Indeed, it is hard to read the Working Group’s analysis of the decisions in recent cases without concluding as I have that underneath the strained reasoning in the recent acquittals is some mix of bribery, favoritism, or threats.

Like courts everywhere, Italian courts can infer the existence of a fact from the surrounding circumstances. In foreign bribery cases, and only foreign bribery cases, reviewers found the judges assessed each individual piece of circumstantial evidence separately rather than considering it in context. It’s as if when given the parts of a picture separately, the courts refused to draw any conclusion as to what the parts together showed.

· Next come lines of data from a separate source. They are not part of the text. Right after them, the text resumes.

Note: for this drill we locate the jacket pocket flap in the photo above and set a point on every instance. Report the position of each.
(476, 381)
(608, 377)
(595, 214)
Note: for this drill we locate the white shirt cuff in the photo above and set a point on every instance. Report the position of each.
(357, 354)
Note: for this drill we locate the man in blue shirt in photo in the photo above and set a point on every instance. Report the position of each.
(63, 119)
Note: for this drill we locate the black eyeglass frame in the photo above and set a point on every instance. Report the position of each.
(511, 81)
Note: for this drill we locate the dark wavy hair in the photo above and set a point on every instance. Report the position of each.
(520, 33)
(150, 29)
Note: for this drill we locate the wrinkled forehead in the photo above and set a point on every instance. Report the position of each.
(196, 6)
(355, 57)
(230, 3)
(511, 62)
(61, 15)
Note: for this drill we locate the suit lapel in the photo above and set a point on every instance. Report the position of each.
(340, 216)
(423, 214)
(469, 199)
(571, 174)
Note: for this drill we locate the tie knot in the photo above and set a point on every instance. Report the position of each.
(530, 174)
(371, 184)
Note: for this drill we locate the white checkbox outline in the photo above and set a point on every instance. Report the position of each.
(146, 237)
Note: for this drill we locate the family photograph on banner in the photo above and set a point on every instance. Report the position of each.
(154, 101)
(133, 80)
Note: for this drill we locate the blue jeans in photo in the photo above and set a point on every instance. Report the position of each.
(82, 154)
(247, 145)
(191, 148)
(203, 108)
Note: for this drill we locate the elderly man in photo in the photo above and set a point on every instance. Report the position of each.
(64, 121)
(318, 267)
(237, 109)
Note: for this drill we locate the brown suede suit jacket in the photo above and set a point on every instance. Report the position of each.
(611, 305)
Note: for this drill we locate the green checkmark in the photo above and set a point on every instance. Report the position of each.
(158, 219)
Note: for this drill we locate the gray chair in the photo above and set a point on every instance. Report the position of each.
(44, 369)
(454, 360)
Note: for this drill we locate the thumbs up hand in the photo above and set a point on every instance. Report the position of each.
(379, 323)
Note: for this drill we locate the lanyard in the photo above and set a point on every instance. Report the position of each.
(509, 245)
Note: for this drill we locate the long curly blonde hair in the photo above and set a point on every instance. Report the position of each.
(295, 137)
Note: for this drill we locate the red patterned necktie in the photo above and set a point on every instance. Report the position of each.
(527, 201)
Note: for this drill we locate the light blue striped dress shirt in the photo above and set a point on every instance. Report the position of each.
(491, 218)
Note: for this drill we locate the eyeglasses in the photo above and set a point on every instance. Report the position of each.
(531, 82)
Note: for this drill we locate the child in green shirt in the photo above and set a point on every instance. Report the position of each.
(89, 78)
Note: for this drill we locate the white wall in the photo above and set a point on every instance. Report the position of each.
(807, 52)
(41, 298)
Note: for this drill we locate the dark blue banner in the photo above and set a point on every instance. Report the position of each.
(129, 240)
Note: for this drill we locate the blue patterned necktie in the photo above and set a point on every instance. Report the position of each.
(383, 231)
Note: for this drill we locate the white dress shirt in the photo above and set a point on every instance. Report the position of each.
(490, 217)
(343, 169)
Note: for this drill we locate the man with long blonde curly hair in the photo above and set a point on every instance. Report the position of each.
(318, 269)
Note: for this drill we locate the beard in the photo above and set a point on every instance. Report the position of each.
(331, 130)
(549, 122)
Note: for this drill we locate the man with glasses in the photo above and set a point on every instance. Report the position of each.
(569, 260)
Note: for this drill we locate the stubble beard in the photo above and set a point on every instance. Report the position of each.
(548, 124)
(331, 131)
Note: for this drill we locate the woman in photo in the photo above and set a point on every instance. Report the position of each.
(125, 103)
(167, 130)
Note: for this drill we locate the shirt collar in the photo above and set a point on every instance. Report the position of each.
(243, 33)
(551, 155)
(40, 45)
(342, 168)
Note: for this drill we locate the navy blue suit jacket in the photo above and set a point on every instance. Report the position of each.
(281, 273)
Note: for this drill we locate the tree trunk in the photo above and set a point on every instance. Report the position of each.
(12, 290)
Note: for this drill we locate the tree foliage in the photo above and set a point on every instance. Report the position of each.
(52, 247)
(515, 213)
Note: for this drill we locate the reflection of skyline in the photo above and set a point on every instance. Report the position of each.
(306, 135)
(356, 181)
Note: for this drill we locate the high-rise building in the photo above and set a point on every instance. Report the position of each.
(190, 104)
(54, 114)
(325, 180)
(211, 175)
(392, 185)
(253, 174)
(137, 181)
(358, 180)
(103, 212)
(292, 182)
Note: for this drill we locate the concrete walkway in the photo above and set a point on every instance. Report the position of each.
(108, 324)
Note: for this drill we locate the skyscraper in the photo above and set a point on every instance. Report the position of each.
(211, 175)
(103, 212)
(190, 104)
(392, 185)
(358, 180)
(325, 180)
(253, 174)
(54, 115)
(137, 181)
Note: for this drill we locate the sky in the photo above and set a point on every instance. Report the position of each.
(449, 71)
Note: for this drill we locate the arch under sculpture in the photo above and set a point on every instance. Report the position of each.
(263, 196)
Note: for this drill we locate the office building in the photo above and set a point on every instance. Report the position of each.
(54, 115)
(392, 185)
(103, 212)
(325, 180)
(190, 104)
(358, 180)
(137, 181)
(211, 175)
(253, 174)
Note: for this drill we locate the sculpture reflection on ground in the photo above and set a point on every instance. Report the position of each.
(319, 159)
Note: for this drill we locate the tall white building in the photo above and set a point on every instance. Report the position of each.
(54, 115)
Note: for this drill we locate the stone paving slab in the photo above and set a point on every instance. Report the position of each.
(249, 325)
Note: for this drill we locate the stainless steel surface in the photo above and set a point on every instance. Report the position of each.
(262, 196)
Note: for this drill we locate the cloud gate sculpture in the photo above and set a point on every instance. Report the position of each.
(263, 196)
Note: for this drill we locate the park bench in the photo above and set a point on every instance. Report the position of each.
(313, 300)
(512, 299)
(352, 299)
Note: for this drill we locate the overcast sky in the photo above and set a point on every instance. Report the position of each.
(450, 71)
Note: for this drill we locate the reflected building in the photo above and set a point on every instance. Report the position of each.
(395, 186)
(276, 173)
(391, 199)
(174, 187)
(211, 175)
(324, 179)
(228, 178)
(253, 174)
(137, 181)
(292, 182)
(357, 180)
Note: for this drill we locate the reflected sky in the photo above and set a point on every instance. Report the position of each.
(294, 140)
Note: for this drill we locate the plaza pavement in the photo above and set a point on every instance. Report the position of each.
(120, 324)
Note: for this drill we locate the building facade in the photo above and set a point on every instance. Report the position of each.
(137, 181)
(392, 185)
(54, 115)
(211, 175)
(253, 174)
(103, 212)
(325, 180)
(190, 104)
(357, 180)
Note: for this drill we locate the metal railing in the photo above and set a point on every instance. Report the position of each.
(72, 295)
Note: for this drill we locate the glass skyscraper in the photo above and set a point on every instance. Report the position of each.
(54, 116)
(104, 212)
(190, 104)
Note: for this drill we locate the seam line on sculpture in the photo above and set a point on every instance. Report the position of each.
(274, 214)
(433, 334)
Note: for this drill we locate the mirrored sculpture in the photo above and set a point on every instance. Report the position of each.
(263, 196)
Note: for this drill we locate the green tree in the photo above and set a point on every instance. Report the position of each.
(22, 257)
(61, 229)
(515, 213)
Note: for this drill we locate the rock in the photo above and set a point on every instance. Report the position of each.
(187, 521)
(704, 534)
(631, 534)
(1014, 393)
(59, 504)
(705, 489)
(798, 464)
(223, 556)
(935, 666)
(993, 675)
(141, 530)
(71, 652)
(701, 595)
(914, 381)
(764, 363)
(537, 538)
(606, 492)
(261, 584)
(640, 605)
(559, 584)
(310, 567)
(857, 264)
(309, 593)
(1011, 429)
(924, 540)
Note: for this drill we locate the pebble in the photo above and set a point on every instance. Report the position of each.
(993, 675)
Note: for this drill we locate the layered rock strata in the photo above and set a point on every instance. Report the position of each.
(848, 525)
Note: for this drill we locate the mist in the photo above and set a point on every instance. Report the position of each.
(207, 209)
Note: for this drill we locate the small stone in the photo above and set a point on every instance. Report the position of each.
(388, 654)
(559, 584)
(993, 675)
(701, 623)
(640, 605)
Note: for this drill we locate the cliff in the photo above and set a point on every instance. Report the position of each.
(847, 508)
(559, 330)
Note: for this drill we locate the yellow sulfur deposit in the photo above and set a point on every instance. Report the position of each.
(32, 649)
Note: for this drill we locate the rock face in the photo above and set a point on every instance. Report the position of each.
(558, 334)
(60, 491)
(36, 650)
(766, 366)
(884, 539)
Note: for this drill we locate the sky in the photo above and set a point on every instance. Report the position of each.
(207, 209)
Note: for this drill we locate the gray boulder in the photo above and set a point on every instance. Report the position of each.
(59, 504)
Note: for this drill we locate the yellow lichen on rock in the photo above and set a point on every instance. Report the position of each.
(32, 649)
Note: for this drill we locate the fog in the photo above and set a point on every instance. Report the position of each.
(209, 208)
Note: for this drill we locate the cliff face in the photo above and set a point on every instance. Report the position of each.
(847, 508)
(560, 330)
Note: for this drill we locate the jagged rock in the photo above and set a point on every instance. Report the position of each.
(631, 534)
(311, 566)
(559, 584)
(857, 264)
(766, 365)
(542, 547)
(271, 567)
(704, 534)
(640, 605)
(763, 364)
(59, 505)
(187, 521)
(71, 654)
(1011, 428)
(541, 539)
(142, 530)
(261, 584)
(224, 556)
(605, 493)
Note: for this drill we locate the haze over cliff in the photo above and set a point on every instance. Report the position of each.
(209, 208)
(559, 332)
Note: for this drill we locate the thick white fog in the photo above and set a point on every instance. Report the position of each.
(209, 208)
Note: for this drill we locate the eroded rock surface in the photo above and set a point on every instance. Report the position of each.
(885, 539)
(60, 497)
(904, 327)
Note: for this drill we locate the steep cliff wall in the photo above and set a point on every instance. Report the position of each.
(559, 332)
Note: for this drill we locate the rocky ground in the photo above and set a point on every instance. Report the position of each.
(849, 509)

The perversity of this approach is shown in a recent case where the court refused to attribute a bribe to a foreign official. Prosecutors had shown money was inexplicably paid to the official’s three cousins. Rather than inferring from the lack of any reasonable explanation for the payments and other circumstances that the money was for the official, the court dismissed the case because there was no direct evidence, a written agreement or audio recording, unequivocally proving the official received the bribe. (Ironically, and suspiciously, in the same case the court was quick to infer defendants’ innocence from “speculative and uncorroborated” circumstantial evidence.)

Treating circumstantial evidence piece-by-piece makes it almost impossible to win a conviction in foreign bribery cases. As the report’s authors explain,

One consequence of this approach is that large opaque payments to intermediaries have been rejected as evidence of foreign bribery.

It is no wonder prosecutors and other observers believe the bar for proving foreign bribery is, as the report states, “unduly onerous.”

The quality of the Italian judiciary has been recognized for centuries, from its pioneering efforts to adopt the precepts of Roman law to modern life to its principled resistance to fascist directives during World War II. The review suggests that the reason Italian courts are misapplying the rules of evidence in foreign bribery case is a lack of training. To this writer, the consistent, willful misapplication of straightforward rules of evidence smacks of something more than ignorance.

The report is not wholly critical. Improvements in whistleblower protection and lengthening the statute of limitations for offenses committed by individuals are cited. The creation of a specialized group in the Milan Public Prosecutor’s Office to pursue allegations of foreign bribery is praised as is prosecutors’ continued determination “to valiantly investigate and prosecute foreign bribery.”

While credit for the high quality of the review goes to its American and German authors and credit for resisting reported efforts to water down if not whitewash their findings to Working Group members (here), ReCommon, HEDA, and The Corner House, civil society organizations based in Italy, Nigeria, and the United Kingdom also merit praise for keeping the pressure on. For not letting Working Group members forget just how important it is that Italy be called to account for breaching provisions of the single most important measure put in place to fight corruption. “Italy hauled over the coals by OECD,” their joint news release on the report is here.